Pt. Deen Dayal Upadhyay Pashu Chikitsa Vigyan Vishwavidyalaya Evam Gau Anusandhan Sansthan, India
Atul Prakash is currently working in Pt. Deen Dayal Upadhyay Pashu Chikitsa Vigyan Vishwavidyalaya Evam Gau Anusandhan Sansthan, India. His research interest is Persistence of heavy metals in Mathura.
Introduction: Rivers present a potential source of environmental pollution in India. River Yamuna is the largest tributary of the holy river, Ganga in North India and is responsible for surface water supply of several cities located on its way downstream viz. Delhi (Capital of Republic of India), Mathura (birth place of Lord Krishna), Vrindavan and Agra. It also serves as a major drain for these cities.
Methods: The present study was conducted to assess the degree of heavy metal contamination of surface water, agricultural soil and the fodder crops grown in the catchment area of river, Yamuna in the Mathura district of Uttar Pradesh (India). Surface water, soil and fodder samples were collected from different villages in Mathura District, processed and analyzed for lead, copper, cadmium, mercury, arsenic and iron using Atomic Absorption Spectrophotometer (AAnalyst 400 Perkin Elmer).

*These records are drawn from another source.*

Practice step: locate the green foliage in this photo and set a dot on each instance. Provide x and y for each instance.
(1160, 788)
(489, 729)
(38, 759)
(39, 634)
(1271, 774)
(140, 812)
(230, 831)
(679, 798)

Results: The results showed presence of all the heavy metals beyond the national and international permissible limits in soil and fodder samples. Levels of arsenic and cadmium in soil (269.83-1891.38 ppb; 11.88–28.26 ppb) and fodder (498.71-6843.84 ppb; 0.82–11.51 ppb) in soil and fodder samples were evident in the villages nearby Mathura oil refinery area suggesting an additional load attributable to the refinery. The health risk index for cadmium (127.88) was remarkably high followed by iron (60.19) and arsenic (31.38) as compared to lead (5.01), copper (0.46) and mercury (0.06).
Discussion: Urgent attention is needed to devise and implement appropriate means of monitoring and regulating industrial and domestic effluent, and develop alternate water resources for surface water for human and animal consumption and agricultural irrigation.